Aunque hablando de política, hubo una ausencia que llamó más la atención que algunos jugadores dentro de la cancha. La presidenta Claudia Sheinbaum no apareció en el partido inaugural y, como era de esperarse, las redes sociales hicieron lo que mejor saben hacer: especular. Unos aseguraron que evitó posibles abucheos; otros afirmaron que prefirió mantenerse cerca de su gente; algunos más sostuvieron que cedió el protagonismo a otros actores institucionales. La realidad probablemente la conozcan muy pocos, pero en política los vacíos suelen llenarse con versiones más rápido de lo que rueda un balón.


Y es precisamente ahí donde comienza el verdadero espectáculo, porque mientras millones observaban el partido, otros más analizaban quién apareció en las gradas, quién fue invitado, quién ocupó los palcos principales y quién decidió mantenerse lejos de los reflectores. El fútbol podrá ser el deporte más popular del planeta, pero la política sigue siendo el deporte favorito de muchos mexicanos, por si fuera poco, otro fenómeno captó la atención de la perrada: la invasión de influencers.


Decenas de creadores de contenido desfilaron por estadios, zonas VIP, eventos exclusivos y transmisiones especiales; algunos realmente apasionados por el fútbol, otros con el mismo conocimiento futbolístico que un cactus sobre ingeniería aeroespacial, pero ahí estaban, tomándose fotografías, grabando historias y subiéndose al tren del hype mundialista.


Y es que hoy parece más importante documentar que vivir, no importa si se entiende un fuera de lugar, si se conoce la historia de una selección o si se distingue un tiro de esquina de un saque de banda; lo importante es aparecer, estar transmitiendo para ser visto.


Hace décadas Octavio Paz advertía en El laberinto de la soledad que el mexicano vive muchas veces entre la representación y la realidad, entre lo que es y lo que proyecta ser.

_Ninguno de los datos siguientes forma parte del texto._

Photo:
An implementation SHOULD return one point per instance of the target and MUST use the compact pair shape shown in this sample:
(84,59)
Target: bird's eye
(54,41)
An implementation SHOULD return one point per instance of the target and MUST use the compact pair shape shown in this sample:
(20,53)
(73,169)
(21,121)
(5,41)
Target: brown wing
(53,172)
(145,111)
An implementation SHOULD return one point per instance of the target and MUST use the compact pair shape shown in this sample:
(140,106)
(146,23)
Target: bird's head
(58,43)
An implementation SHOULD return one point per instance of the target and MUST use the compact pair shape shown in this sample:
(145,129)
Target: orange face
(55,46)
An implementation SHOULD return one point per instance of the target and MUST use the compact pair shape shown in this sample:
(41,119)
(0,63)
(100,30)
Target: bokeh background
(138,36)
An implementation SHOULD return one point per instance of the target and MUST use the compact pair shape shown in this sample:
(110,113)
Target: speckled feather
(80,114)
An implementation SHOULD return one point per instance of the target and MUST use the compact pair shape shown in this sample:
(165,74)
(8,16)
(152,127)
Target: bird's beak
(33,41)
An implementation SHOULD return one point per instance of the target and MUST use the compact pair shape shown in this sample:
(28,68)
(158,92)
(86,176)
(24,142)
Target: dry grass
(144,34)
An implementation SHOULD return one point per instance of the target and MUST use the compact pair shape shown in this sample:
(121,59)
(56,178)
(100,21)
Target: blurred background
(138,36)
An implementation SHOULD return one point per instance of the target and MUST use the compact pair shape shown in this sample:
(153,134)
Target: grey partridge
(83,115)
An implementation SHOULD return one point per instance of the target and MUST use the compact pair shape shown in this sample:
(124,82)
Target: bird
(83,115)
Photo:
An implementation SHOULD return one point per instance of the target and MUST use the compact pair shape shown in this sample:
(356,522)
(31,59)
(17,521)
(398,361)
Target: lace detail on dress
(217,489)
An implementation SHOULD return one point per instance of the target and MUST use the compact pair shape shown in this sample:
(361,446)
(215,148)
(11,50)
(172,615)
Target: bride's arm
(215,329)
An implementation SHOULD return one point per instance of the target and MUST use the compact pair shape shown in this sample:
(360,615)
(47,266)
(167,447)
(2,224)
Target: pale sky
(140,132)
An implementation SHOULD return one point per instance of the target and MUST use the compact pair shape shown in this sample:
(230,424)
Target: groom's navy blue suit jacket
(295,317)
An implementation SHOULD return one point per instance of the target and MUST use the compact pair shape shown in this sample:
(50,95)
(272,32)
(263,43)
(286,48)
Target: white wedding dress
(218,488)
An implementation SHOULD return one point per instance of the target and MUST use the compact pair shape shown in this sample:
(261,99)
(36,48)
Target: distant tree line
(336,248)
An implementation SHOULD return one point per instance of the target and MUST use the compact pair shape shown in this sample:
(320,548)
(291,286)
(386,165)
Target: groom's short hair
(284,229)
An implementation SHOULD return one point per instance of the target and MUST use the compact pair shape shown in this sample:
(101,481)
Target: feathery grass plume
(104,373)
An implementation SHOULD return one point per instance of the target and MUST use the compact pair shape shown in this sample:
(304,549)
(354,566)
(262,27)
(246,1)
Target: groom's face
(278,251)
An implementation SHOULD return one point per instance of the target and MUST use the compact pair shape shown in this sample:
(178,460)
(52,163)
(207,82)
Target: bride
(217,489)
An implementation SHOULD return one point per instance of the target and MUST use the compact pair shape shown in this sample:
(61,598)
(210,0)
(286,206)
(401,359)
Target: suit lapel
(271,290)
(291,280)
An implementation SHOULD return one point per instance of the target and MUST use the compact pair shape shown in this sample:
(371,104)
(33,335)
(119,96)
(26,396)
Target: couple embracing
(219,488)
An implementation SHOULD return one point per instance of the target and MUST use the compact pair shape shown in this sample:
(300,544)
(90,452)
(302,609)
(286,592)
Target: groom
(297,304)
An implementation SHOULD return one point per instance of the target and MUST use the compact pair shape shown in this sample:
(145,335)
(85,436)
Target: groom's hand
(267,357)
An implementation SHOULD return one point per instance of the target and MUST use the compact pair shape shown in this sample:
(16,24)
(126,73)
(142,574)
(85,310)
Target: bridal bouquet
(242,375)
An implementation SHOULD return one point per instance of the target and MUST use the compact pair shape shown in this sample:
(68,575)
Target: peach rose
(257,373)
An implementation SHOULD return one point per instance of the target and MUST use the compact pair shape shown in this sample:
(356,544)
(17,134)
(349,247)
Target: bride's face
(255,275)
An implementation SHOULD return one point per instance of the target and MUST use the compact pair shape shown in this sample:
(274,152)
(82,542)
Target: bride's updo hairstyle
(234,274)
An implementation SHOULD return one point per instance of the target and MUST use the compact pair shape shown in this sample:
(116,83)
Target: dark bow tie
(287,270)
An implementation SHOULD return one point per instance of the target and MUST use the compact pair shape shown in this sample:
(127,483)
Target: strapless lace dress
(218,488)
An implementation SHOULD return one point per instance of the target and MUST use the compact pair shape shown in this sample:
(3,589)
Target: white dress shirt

Quizá por eso no sorprende que algunos hayan convertido el Mundial en un escenario más para alimentar personajes digitales, mientras miles de aficionados auténticos observan desde lejos una fiesta a la que cada vez es más difícil acceder.


Porque esa es la otra cara del asunto, mientras influencers, patrocinadores y celebridades ocupaban espacios privilegiados, muchos aficionados comunes enfrentaban precios exorbitantes, restricciones de transmisión, costos impagables y un espectáculo cada vez más exclusivo. El fútbol sigue siendo del pueblo, dicen; el problema es que verlo comienza a parecer un lujo reservado para quienes tienen la cartera adecuada.


Pero aun con todo eso, el Mundial sigue teniendo algo mágico, durante unas semanas desaparecen colores partidistas, ideologías y diferencias; el país entero vuelve a mirar hacia la misma dirección y comparte la misma ilusión, aunque sea efímera, quizá por eso genera tanto interés quién estuvo y quién no estuvo.